How to trick kids into reading so they don't realise they're doing it

Photo: Shutterstock
Photo: Shutterstock 

If you've got a kid who will read everything and anything. that's fantastic. You can probably stop right here and use the time to go to the library.

Then there are those who have reluctant readers, for whom the literacy journey will look and feel very different.

If you've got more than one child, chances are you might have some very different attitudes and abilities to reading all under the one roof and it can be hard to juggle the different needs for multiple children.

There are some tricks to the trade, however, whereby you can trick your reluctant readers into engaging with print so they don't even realise they're doing it.

Here are 6 ways of making kids engage with reading so they barely know they're doing it.

Find the humour

Making something funny or into a game is a sure-fire way of engaging kids with anything. Point to a word you know your kid can read and say a different word, allowing them to catch you out in your silly mistake. Belly laughs are guaranteed and Kinder/Prep kids will find this an especially effective tactic as they learn to read for the first time.

Rather than reading their home readers in the standard, linear way, have them find the same word on each page as quickly as they can. Make it physical by having them run to the fridge and back to then find the word. Tickle them under the chin when they find the word. Make a funny face when they find the word. Anything to make it funny.

Making reading informal and hilarious will make most kids' reluctance and fear melt away and will encourage them to engage their existing reading skills and learn new ones.

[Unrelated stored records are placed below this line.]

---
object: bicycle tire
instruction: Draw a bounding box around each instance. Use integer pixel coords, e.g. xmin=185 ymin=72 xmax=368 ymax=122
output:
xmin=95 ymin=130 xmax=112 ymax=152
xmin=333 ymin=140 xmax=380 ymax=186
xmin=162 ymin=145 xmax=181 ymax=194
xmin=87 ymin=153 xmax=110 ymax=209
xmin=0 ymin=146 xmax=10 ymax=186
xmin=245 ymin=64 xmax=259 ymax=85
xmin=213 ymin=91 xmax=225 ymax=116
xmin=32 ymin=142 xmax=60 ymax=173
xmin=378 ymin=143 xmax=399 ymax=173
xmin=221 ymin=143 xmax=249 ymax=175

Environmental print is king

Long before anyone can read an actual book, they are engaging in environmental reading. Your three-year-old knows what a stop sign is because you've been on so many car rides where you've pointed out that red hexagonal sign and explained what it says. What has long become second nature to us as adults, is the ultimate opportunity to engage kids.

Advertisement

Road signs, adverts, car number plates, shop signs, footpath printing, street art, bus timetables, maps, shopping centre indexes, labels on products in the supermarket - there is quite literally print everywhere.

You don't have to go gung-ho on it or they'll cotton on. Just point things out a few times a day, or ask them to perform a reading job for you to do you a favour, like looking up the time of the next bus, or having them find a product in the supermarket.

xxxxx
An example of environmental print. Photo: Shutterstock

Electronic reading is still reading

Don't underestimate the power of a digital text. Our small digital natives are learning to digest print in many more forms than we did. If paper books aren't cutting it, invest in some electronic books. Many educational games and apps also require some reading in order to operate them.

Comics, magazines and graphic novels

Stories presented as pictures with some accompanying words can assist readers to make connections between text and narrative. Just because they don't present the way that novels do, doesn't negate their value as a literacy tool. For some kids, comics are their only open door to reading. If they are compelled to read them, let them. And without judgement.

Experience books

While there are thousands of books for early childhood that utilise the physical element to engage, these all but disappear for older readers. You can seek out like pop up books and activity books that require them to read instructions in order to complete activities.

Personal interest

This one might sound like common sense but when you're trying to get your kids into novels, you may well be barking up the wrong tree. If they like Star Wars then why not engage them with a book about minifigs?

Soccer mad? There is a legion of texts on game tactics and the life stories of the most famous players.

Leave a newspaper article or National Geographic Kids magazine lying around. Look up age-appropriate websites on topics that interest your child and discuss the content shown. They won't even know you've sneakily engaged them with text.